NEW ORLEANS (WGNO) – After a lull in activity this afternoon throughout most of the area, another round of isolated rain and thunderstorm activity builds in for the evening and night. Some of these storm will have the capability to produce heavy rainfall. Impacts from today/tonight’s weather will not be the same across SE LA. Some locations will get little to nothing… others could get a few inches of rain.
Let’s break it down… Over the past 24 hours, rainfall totals have varied significantly across the area. Near Galliano has seen 3.5 inches so far today, the north shore has seen close to 1 inch, trace amounts on the south shore, and a whopping 7 inches just north of Baton Rouge. Although some of the rainfall totals may have been overdone for much of the area, the forecast for earlier this week did check out in some spots where heavy thunderstorm activity set up today.

Moving foreword… With more rainfall in the forecast for tonight, areas that have already received a good soaking so far today may be more prone to flash flooding due to pre-saturated grounds. There are currently several flash flood warnings issued near Lafayette and Baton Rouge. Locally no flash flood warnings, but rainfall is getting heavier on the north shore with a hefty thunderstorm passing though as of 5 p.m.

A flood advisory is issued for St. Charles and St. John The Baptist Parish indicating the risk for minor flooding in low lying areas, and locations with poor drainage. This is in effect until 7 p.m.
Towns and cities that should be on the lookout include: Laplace, Reserve, Hahnville, Montz, Killona, Taft, Edgard, Norco, New Sarpy, Destrehan, Garyville, St. Rose and Luling.

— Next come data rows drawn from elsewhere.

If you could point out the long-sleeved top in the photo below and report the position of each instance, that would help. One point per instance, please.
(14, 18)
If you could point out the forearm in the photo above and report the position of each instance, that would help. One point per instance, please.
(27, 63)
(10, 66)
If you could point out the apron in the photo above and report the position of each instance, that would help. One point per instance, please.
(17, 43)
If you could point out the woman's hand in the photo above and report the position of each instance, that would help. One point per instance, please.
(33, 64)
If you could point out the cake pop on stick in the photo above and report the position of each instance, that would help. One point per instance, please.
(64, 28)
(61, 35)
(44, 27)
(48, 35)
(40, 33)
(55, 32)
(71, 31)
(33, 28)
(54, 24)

A flood watch (green) is issued for all of SE LA until tomorrow morning. This means there is the possibility that slow moving thunderstorms could drop several inches of rainfall in a short amount of time creating for excessive runoff in flood prone areas.

Around 2 a.m. we are expecting additional thunderstorm activity to move in from the gulf. Impacting our coastal communities early Sunday morning.

That drifts northward overnight and into the daylight hours.

Isolated shower activity may be seen up until about lunch time tomorrow. These will be low impact rain chances.

Although the afternoon isn’t a 0% chance of rain type of set-up… it is more than safe to say that we stay mostly dry, and any events should go about their schedule.